Anyway, I get the idea – what does indexes
actually contain? The position of a match? How do I tell the length of the match then?
Okay, I figured out:
const extractMatches = (input: string, indexes: number[]): string[] => {
const result: string[] = [];
let currentSubstring = '';
for (const [i, element] of input.split('').entries()) {
if (indexes.includes(i)) {
currentSubstring += element;
} else if (currentSubstring) {
result.push(currentSubstring);
currentSubstring = '';
}
}
if (currentSubstring) {
result.push(currentSubstring);
}
return result;
};
.filter((result) => {
const matches = extractMatches(result.target, result.indexes.slice());
return matches.some((match) => match.length > 1);
})
Thank you!
This mostly fixed the issue... but you can still see the issue in highlight()
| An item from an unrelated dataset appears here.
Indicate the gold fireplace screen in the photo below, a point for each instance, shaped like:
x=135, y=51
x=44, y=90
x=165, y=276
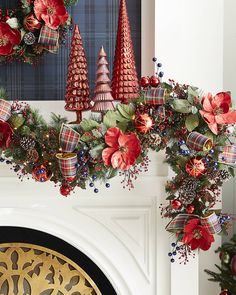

logic. What would be the way to filter out those single-character highlights without re-implementing the entire highlight logic?
I think there might be a mistake in the code? I see you have
sequenceStart
, but that's not referenced anywhere.
lol oops. it's AI generated
This mostly fixed the issue... but you can still see the issue in highlight() logic. What would be the way to filter out those single-character highlights without re-implementing the entire highlight logic?
what's the issue with highlight? if you filtered out single characters matches, you shouldn't be trying to highlight them
There might be a legit result where some highlighted snippets are multiple characters and others lone single characters. I would want to filter ou those that are lone single characters.
This is being matched for query 'shoe'
What's the best way to prevent such matches?
I've experimented with different threshold values, like
threshold: 0.2,
, but that didn't get me far as it quickly started removing valid matches while sill keeping these.